Note that our agent will quickly prove “if output = ‘defect’ then utility >= $1”.
Your intuition that it gets deduced before any of the spurious claims like “if output = ‘defect’ then utility ⇐ -$1” is taking advantage of an authoritative payoff matrix that X can’t safely calculate xerself. I’m not sure that this tweaked version is any safer from exploitation...
The one-player game that I wrote out is an example of a NDT agent trying to read off the payoff matrix from the world program, and failing. There are ways to ensure you read off the matrix correctly, but that’s tantamount to what you do to implement CDT, so I’ll explain it in Part II.

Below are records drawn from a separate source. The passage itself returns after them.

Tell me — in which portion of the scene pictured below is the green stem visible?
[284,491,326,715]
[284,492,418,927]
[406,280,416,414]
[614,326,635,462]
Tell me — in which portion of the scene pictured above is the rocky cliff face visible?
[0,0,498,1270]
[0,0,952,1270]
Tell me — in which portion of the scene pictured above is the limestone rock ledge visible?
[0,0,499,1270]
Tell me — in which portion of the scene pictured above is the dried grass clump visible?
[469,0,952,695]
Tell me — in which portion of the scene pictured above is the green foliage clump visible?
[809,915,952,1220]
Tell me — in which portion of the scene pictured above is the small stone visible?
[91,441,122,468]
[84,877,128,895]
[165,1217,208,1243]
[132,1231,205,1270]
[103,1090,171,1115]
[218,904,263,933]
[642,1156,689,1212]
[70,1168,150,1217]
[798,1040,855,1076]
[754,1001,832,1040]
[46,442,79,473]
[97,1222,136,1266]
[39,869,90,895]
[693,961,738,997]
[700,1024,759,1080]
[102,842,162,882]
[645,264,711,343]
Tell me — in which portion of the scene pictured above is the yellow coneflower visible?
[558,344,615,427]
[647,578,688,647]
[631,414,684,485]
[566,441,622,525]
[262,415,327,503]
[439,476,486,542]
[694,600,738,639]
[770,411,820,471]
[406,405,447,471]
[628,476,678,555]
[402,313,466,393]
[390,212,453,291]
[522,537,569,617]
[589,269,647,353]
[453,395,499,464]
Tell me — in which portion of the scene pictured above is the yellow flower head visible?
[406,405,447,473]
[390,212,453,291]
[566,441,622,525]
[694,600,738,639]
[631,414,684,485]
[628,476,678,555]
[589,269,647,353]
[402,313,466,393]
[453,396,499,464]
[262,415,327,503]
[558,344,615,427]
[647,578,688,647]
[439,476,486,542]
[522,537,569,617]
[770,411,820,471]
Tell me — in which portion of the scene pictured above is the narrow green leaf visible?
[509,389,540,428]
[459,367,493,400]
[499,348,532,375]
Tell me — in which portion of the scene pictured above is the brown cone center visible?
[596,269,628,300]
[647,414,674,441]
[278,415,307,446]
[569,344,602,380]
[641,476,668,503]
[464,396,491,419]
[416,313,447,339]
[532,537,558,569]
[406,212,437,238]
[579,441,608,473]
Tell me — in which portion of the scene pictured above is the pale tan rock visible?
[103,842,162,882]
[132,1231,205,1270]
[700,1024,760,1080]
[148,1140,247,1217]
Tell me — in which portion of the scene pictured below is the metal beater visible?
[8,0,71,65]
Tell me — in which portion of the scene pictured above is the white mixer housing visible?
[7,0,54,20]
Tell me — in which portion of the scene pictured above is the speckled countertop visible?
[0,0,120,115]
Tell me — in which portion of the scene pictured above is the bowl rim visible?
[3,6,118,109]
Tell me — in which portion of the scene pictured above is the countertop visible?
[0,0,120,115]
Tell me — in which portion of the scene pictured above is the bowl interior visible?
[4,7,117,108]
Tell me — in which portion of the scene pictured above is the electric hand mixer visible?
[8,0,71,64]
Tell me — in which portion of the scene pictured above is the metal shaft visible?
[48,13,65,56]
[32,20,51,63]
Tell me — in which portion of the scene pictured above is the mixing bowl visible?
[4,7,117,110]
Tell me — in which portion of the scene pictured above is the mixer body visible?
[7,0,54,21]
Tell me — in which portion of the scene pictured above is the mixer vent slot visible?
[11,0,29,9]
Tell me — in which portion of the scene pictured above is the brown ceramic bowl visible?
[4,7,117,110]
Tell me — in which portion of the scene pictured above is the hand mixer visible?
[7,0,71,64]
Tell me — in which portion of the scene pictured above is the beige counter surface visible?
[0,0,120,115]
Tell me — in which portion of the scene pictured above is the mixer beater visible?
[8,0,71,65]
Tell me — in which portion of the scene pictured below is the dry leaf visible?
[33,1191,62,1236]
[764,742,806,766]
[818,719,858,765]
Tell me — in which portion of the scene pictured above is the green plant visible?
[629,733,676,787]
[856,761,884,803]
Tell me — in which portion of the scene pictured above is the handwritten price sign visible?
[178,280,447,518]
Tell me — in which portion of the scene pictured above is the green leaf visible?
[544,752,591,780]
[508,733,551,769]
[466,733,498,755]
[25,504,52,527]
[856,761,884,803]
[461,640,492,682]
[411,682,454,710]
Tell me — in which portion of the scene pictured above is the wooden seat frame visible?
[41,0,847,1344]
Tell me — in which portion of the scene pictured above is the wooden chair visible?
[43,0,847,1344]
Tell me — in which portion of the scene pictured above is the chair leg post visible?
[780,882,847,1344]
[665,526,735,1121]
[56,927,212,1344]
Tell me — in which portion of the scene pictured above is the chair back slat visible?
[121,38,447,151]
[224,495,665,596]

Your intuition that it gets deduced before any of the spurious claims like “if output = ‘defect’ then utility ⇐ -$1” is taking advantage of an authoritative payoff matrix that X can’t safely calculate xerself. I’m not sure that this tweaked version is any safer from exploitation...
Why not? Can’t the payoff matrix be “read off” from the “world program” (assuming X isn’t just ‘given’ the payoff matrix as an argument.)
The one-player game that I wrote out is an example of a NDT agent trying to read off the payoff matrix from the world program, and failing. There are ways to ensure you read off the matrix correctly, but that’s tantamount to what you do to implement CDT, so I’ll explain it in Part II.